The Eventarc trigger will send events from the Cloud Storage bucket to the helloworld-events Cloud Run service.

Console

  1. In the Google Cloud console, go to the Triggers page.

    Go to Triggers

  2. Click Create trigger.
  3. Type a Trigger name.

    This is the ID of the trigger and it must start with a letter. It can contain up to 63 lowercase letters, numbers, or hyphens.

  4. Select a Trigger type:
    • First-party: Filters events sent from Google Cloud providers (directly or through Cloud Audit Logs entries) or providers using Pub/Sub messages.
    • Third-party: Filters events sent from third-party providers.
  5. In the Event provider list, select Cloud Storage as the source of events.
  6. In the Event type list, select storage.objects.create.
  7. In the Region list, select us-central1 as the region to receive events from.
  8. Select the Service account you created. For example, SERVICE_ACCOUNT_ID@PROJECT_ID.iam.gserviceaccount.com.
  9. In the Event destination list, select Cloud Run.
  10. In the Select a Cloud Run service list, select helloworld-events.
  11. Click Create.
    12. Note that you can also create an Eventarc trigger using the Cloud Run console page.

gcloud

  1. Create a trigger that filters Cloud Storage events and that uses the service account you created: 
    gcloud eventarc triggers create events-tutorial-trigger \
    --destination-run-service=$SERVICE_NAME \
    --destination-run-region=$REGION \
    --event-filters="type=google.cloud.audit.log.v1.written" \
    --event-filters="serviceName=storage.googleapis.com" \
    --event-filters="methodName=storage.objects.create" \
    --service-account=sample-service-account@PROJECT_ID.iam.gserviceaccount.com
     Replace PROJECT_ID with the Google Cloud project ID.

    Where:

    • type: specifies that audit logs are created when the trigger's filter criteria is met.
    • serviceName: the service that writes the audit log, which is Cloud Storage.
    • methodName: the operation that is being audited, which is storage.objects.create.
    This creates a trigger called events-tutorial-trigger.
  2. To confirm events-tutorial-trigger was successfully created, run: 
    gcloud eventarc triggers list --location=$REGION
    3. The trigger, events-tutorial-trigger, is listed with a target of helloworld-events.
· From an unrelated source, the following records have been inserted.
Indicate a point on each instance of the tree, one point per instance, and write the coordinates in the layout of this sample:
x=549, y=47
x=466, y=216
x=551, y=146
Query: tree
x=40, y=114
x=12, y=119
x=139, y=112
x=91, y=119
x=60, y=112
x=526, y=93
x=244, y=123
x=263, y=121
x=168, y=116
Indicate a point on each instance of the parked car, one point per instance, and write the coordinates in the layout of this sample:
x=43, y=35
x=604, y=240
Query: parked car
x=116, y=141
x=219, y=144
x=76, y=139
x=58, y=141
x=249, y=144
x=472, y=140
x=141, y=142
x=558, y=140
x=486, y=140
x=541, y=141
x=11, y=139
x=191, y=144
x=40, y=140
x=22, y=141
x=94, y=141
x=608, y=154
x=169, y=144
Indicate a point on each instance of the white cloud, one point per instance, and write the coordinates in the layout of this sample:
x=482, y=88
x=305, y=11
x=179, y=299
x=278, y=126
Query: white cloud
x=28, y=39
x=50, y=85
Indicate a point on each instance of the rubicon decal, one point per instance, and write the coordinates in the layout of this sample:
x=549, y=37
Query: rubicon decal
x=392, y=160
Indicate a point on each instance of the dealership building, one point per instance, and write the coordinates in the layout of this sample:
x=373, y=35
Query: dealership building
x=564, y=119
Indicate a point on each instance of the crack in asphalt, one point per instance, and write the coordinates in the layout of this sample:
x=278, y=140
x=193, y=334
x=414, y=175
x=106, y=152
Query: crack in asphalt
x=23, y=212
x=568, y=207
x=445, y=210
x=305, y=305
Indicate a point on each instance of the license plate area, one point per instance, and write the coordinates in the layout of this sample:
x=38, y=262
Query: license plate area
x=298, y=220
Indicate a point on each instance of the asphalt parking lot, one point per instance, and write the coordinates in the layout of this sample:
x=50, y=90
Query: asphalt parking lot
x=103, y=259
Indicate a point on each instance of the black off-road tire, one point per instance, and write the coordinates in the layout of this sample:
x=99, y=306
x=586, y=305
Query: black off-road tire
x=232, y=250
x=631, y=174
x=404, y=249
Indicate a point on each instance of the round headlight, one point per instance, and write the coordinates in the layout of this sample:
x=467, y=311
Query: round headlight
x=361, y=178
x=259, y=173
Generate and view an event

  1. To generate an event:

    Console

    1. Create a text file with the filename random.txt and the text "Hello World".
    2. In the Google Cloud console, go to the Buckets page.

      Go to Buckets

    3. Select the storage bucket you created.
    4. In the Objects tab, click Upload files and upload the random.txt file.

    gcloud

    Upload a text file to Cloud Storage:

    echo "Hello World" > random.txt
gcloud storage cp random.txt gs://events-tutorial-PROJECT_ID/random.txt
  2. To view the log entry:

    3. Console

    1. In the Google Cloud console, go to the Services page.

      Go to Services

    2. From the list of services, click the name of the service you created to go to its Service details page.
    3. Click the Logs tab, to get the request and container logs for all revisions of this service. You can filter by log severity level.
    4. Look for a log entry similar to: 
      Detected change in Cloud Storage bucket: storage.googleapis.com/projects/_/buckets/BUCKET_NAME/objects/random.txt
       where BUCKET_NAME is the name of the Cloud Storage bucket.

    gcloud

    1. gcloud logging read "resource.labels.service_name=helloworld-events AND textPayload:random.txt" --format=json
    2. Look for a log entry similar to: 
      Detected change in Cloud Storage bucket: storage.googleapis.com/projects/_/buckets/BUCKET_NAME/objects/random.txt
       where BUCKET_NAME is the name of the Cloud Storage bucket.

You have successfully deployed an event receiver service to Cloud Run, created an Eventarc trigger, generated an event from Cloud Storage, and viewed it in the Cloud Run logs.